We have an application running on an atmega328pb. It has been in development for several months and we have just started in-house testing it on multiple pieces of hardware. In doing so, we have discovered a bizzare issue that I just can't figure out.
Every X power-on-resets (where X is very variable, so far seen low as 20 or as high as 100), the device will enter a state where the I/O ports do not respond to writes or reads. Some examples:
- A read of ADC5, with a 3.3V signal applied is read as 0 (this result is inferred from the application behaviour, not directly).
- There are two status LEDs that are connected to PORTC from the 5V rail (with appropriate resistors). These are controlled from the application and should be off or flashing, but they are constantly on (the two I/O pins are constantly low).

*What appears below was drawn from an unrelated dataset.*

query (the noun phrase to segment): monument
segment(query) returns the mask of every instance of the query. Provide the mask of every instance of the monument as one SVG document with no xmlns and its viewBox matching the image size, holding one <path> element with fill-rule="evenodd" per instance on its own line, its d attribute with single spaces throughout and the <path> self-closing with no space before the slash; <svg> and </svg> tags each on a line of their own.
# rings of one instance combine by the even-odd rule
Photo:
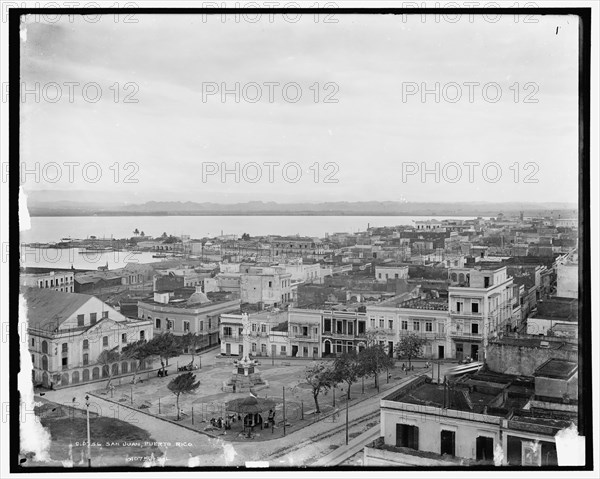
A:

- There is a debug LED that should be flashing, but the pin is constantly low.
- A temperature sensor attached to ADC6. The application is returning ADC values suggesting that there is ~35V on that pin (there isn't!)
All these features have been tested and work correctly in normal operation (i.e. almost all power-on-resets result in a successful start and sensible behaviour of the application and the hardware).
When this condition occurs, the application code is still running. I can send/receive commands/data to the application, but if that command/data ends up touching an I/O pin, it won't change the state of that pin, or read the pin correctly.
The sections of code that interface with I/O pins are certainly running - or at least, lines of code before/after those lines are executed (for instance, logging commands placed immediately before/after will result in output).
Clearly, the I/O ports are still working to some extent, because both USARTS are sending/receiving data.
I have only seen this behaviour at POR, not when reset from external reset or the watchdog.
- ATMEGA328PB, 16MHz crystal
- Fuses (Low, High, Extended): 0xCE, 0xDE, 0xFF
- Power supply: input is 48VDC, 5V through linear regulator (<-- if you're wondering, yes this gets hot! It's a D2PAK package. Other design constraints meant we couldn't use a switching supply. The MCU is far enough from the regulator that it doesn't get very warm, and the error can occur when the board has not had time to warm up.)
- I am running a bootloader, which is optiboot modified to use RS485
- The application uses 61.6% of program memory, 58.1% of data.
- The watchdog is enabled with a 500ms timeout.
Some additional background which I don't think is particularly relevant, but included for completeness:
- the application takes MODBUS commands over an RS485 bus and controls some LEDs using PWM from the 16-bit timers.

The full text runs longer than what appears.